16.Bölüm

1.9K 134 403
                                    

        Kalp ritmim aşırı hızlanmıştı. Barış'ı gerçekten tanıdığım andan bu yana çok yaşamıştım bunu... Ama bu sefer sebebi Barış'ın varlığı değil yokluğu olmuştu. Belki de binlerce kez aradığımda telefonumdan yine aynı ses duyulmuştu: Aradığım kişiye ulaşamıyordum... Aklıma gelen her yere bakmıştım. Belki sadece yalnız kalmak istemiştir diye evine gittiğimde apartman görevlisinin yardımıyla eve girsem de yoktu. Hatta kafasını dağıtmak için gitmiştir diye spor salonuna uğradığımda takımdan da izin aldığını öğrenmiştim. Tüm bunlar hiç normal değildi, Barış o ruh haliyle yalnız kalmamalıydı.

        Geçen her dakika daha uzun ve daha berbat bir hâl alıyordu sanki. Üstelik bilmiyordum bile Barış bir yere mi gidiyordu yoksa asla düşünmek istemedigim başka şeyler peşinde miydi?.. Ölümden o kadar sık bahsediyordu ki şu sıralar... Derin bir nefes aldım ve Berkan'ın spor salonuna doğru yürümeye başladım. Belki o biliyordur nerede olduğunu ya da olabileceğini... Spor salonuna girerken Berkan tam da tahmin ettiğim gibi oradaydı. Beni görünce sporuna ara vermiş ve yanıma gelmişti. "Fındığım hoşgeldin de bu saatte beklemiyordum seni. Bir sorun mu var?"
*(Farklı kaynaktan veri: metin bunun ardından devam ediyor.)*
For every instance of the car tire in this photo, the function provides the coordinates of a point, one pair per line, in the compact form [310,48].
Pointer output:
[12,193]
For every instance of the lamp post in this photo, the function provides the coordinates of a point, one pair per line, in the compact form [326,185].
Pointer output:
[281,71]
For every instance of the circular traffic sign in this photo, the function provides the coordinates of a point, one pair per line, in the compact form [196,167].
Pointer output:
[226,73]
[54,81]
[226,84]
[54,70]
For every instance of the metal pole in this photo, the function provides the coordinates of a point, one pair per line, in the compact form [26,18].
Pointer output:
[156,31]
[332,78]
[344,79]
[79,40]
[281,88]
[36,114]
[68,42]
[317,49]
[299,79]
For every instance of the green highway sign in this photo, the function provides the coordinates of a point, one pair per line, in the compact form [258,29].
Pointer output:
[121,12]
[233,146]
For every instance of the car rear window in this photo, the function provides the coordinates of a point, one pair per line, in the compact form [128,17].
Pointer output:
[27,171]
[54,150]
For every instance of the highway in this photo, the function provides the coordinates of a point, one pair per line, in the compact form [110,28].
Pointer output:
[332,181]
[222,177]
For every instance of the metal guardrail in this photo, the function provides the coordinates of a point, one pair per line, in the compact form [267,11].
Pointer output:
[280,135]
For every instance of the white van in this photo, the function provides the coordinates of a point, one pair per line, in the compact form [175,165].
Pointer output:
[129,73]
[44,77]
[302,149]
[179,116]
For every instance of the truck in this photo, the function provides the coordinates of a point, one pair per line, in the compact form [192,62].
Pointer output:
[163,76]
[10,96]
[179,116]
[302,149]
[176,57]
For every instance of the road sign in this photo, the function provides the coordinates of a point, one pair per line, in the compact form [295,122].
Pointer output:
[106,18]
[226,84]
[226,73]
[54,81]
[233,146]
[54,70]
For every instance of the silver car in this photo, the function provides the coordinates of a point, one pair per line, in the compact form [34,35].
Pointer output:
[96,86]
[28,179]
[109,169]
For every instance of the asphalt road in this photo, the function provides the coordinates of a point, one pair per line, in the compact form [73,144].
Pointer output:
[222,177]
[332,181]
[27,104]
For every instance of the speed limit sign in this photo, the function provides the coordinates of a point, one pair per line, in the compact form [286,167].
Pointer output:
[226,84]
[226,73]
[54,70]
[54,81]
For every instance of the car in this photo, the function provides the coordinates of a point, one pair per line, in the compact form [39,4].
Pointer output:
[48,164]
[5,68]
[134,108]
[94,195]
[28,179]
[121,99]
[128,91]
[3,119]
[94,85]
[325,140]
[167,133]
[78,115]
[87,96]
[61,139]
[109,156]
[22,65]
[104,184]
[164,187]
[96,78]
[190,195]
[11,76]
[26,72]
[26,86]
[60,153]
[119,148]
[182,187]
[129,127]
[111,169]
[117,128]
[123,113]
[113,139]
        Saat çoktan gece yarısını geçiyordu ve tam bir gün olmuştu Barış bana veda edeli... Umarım her şey için geç kalmamışımdır. "Beko Barış nerede biliyor musun?" Berkan anlamadığını belli eder şekilde bana bakmaya başlamıştı. "Evindedir ya da antrenman falan ya..." "Yok Beko oralara baktım." Sesim epey titrediğinden bir sorun olduğunu anlamıştı Berkan da. "Tamam kızım sakin ol biraz otur şöyle." Berkan'ın dediği gibi otururken onun getirdiği sudan bir iki yudum aldım. Ellerim de sesim gibi titrerken olanları anlatmaya başladım. İşte o zaman gözyaşlarıma artık engel olamıyordum. "Dün gece veda etti bana... Şimdi bulamıyorum onu. Nereye gider Berkan?.."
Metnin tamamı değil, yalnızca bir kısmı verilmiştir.